This isn’t going to be a letter about writing. This letter is going to be a tribute to my dear friend Father Thomas McKenzie. He died yesterday, along with his daughter Ella, in a car accident.

Thomas was an Anglican priest, the rector of Church of the Redeemer in Nashville. Church of the Redeemer is not a megachurch, nor did Thomas aspire to be a megachurch pastor—not to my knowledge, anyway. Instead, he tended to the business of a local pastor. Week in and week out, he told the truest story, and he tended to the people who had been entrusted to his care.

Thomas was an incredibly gifted communicator. Our mutual friend Russ Ramsey remarked that Thomas “preached clear 15 minute sermons, without notes, which he worked out by taking walks and thinking and talking them through.” I love the simplicity of that formulation. I would add a couple of observations. One is that Thomas was just a natural raconteur. You may remember his story about accidentally blowing up a gas station when he was a teenager. But more importantly, Thomas communicated the gospel of Jesus so clearly because he so thoroughly believed it. His faith made him a man of conviction and moral courage and moral clarity. At the same time, that faith grew in him a generosity of spirit and kindness and open-heartedness. He could be hard on purveyors of false gospels. But I never knew him to snuff out a smoldering wick or to break a bruised reed.

Last night I listened to Thomas’s Easter sermon from 2017, “The End of Death.” I commend it to you. It seems especially relevant today.
What Jesus shows us in his resurrection—not just tells us, but shows us—is that death does not have the last word. Life has the last word. Life is victorious over the grave. That life that is victorious over the grave is for everyone. The Bible makes it very clear: everyone will be resurrected because of what Jesus did.

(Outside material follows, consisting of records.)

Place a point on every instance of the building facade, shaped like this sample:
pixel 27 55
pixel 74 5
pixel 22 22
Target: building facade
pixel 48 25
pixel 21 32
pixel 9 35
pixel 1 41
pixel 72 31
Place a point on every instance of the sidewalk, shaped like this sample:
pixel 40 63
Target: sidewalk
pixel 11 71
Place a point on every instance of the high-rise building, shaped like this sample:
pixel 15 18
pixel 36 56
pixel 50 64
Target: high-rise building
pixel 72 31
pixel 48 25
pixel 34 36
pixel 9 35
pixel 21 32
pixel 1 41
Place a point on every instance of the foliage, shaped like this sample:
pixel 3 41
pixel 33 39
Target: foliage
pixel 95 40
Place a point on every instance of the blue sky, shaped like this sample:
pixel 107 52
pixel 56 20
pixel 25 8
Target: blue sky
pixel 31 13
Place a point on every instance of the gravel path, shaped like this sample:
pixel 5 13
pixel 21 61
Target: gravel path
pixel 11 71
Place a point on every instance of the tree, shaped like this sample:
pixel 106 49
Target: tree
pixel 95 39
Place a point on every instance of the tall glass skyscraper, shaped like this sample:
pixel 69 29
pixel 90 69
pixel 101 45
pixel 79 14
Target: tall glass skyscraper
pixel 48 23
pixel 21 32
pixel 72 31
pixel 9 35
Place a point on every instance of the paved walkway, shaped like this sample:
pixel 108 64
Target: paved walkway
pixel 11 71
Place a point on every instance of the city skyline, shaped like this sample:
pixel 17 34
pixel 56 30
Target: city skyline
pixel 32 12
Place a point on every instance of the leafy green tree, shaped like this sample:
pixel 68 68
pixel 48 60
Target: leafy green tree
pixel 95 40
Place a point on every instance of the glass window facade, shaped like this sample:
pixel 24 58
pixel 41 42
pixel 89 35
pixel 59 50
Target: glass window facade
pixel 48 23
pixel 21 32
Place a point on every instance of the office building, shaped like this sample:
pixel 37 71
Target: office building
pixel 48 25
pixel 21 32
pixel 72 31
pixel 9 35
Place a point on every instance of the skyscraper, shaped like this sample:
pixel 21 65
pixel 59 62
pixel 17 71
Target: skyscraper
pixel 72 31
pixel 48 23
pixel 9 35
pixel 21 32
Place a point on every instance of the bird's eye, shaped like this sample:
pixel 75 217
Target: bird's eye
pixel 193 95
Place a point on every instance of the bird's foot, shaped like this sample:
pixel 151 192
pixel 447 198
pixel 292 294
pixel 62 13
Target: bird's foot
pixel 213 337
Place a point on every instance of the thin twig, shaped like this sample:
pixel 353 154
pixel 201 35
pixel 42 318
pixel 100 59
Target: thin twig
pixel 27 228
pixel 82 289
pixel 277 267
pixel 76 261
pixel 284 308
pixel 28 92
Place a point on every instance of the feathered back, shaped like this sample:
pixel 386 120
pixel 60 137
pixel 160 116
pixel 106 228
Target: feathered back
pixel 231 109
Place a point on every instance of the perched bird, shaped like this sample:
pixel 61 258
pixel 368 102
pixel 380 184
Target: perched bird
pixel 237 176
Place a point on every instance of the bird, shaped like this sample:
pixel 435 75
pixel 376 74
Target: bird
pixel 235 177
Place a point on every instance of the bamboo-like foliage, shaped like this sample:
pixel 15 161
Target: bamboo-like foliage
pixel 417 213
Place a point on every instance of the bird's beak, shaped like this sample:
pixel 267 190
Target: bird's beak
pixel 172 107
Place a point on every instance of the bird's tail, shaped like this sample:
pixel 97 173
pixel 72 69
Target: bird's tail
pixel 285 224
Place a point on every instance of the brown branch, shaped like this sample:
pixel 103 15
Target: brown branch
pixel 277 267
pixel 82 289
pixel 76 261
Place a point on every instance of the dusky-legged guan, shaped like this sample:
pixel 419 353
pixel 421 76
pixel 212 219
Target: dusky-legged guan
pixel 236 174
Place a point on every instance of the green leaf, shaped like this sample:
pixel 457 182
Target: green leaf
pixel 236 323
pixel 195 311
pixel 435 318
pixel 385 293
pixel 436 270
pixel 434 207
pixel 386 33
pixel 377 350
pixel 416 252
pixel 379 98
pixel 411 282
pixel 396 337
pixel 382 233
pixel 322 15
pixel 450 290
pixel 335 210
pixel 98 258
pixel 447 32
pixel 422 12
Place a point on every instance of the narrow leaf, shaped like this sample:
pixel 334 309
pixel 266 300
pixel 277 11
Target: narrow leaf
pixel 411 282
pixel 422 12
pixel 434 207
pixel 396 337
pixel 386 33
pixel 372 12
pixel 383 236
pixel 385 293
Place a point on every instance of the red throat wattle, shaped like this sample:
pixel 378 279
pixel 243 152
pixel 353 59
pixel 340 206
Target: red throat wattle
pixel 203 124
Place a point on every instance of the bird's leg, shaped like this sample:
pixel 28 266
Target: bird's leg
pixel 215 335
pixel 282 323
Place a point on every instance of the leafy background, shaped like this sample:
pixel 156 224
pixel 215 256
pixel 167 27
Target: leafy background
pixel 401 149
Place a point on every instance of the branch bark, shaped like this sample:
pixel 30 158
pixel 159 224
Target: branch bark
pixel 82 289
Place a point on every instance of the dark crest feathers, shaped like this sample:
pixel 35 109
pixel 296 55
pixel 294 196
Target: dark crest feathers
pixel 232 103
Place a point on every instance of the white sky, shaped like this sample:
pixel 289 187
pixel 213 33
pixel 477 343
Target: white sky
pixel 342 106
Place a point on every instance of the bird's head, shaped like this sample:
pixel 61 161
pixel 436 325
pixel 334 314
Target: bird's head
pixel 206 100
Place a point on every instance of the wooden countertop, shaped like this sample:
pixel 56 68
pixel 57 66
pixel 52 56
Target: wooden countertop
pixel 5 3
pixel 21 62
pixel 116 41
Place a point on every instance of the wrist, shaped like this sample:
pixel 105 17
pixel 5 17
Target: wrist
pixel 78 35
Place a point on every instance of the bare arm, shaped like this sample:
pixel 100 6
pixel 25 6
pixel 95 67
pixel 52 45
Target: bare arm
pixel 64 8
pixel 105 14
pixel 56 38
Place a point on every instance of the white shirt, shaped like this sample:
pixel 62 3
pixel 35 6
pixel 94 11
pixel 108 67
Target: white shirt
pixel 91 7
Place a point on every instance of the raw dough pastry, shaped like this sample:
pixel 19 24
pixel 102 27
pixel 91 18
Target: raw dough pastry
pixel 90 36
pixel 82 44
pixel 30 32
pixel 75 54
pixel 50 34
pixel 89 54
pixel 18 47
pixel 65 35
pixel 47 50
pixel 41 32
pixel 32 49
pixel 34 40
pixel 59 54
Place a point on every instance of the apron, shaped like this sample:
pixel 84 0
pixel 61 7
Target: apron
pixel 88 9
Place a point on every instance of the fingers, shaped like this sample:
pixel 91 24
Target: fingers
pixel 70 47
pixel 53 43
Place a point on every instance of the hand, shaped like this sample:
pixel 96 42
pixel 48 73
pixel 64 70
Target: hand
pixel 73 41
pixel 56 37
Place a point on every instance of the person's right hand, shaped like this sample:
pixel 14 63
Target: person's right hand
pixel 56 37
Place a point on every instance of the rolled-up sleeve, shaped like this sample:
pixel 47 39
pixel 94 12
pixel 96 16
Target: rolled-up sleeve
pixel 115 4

The question is not whether you will be resurrected. The question is what’s going to happen after you’re resurrected. Are you going to be resurrected into a relationship with God and other people? Are you going to be resurrected into a society of eating and drinking and art and music and dancing and all the wonderful things that come with being alive? Or are you going to be resurrected into selfishness and into being alone, and having a relationship with no one? … That should not surprise any of us, because that’s the question of life in general.

As I get older, I’m less and less concerned about my own death. My own death, at this point, makes me a little queasy, but not nearly as queasy as it used to make me…I am more concerned with living a meaningless life. That to me sounds scarier than dying.
Father Thomas McKenzie lived a meaningful life. As strange as it sounds, Twitter has been a huge comfort to me over the last twenty-four hours, as the tributes to Thomas have poured in, and I have learned things I didn’t know about how meaningful his life was. Here’s a sampling:
“I always knew I could count on him for an honest answer, free of judgment.”
[From another Anglican pastor]: “Thomas McKenzie was the best of us. He was all I hoped out tradition could be—faithful, courageous, and generous orthodoxy.”
“That man saved me from losing my faith in Jesus and my hope in true family for kingdom singles.”
“The faith I have has been fragile for years, but he was a source of much encouragement and life.
“Thy kingdom come,” we pray, “Thy will be done on earth as it is in heaven.” When we tell the truest story, as Thomas did, we participate in the coming of the kingdom. These things are a mystery.

If you pray, will you pray for Thomas’s wife Laura and his surviving daughter Sophie, and for Church of the Redeemer?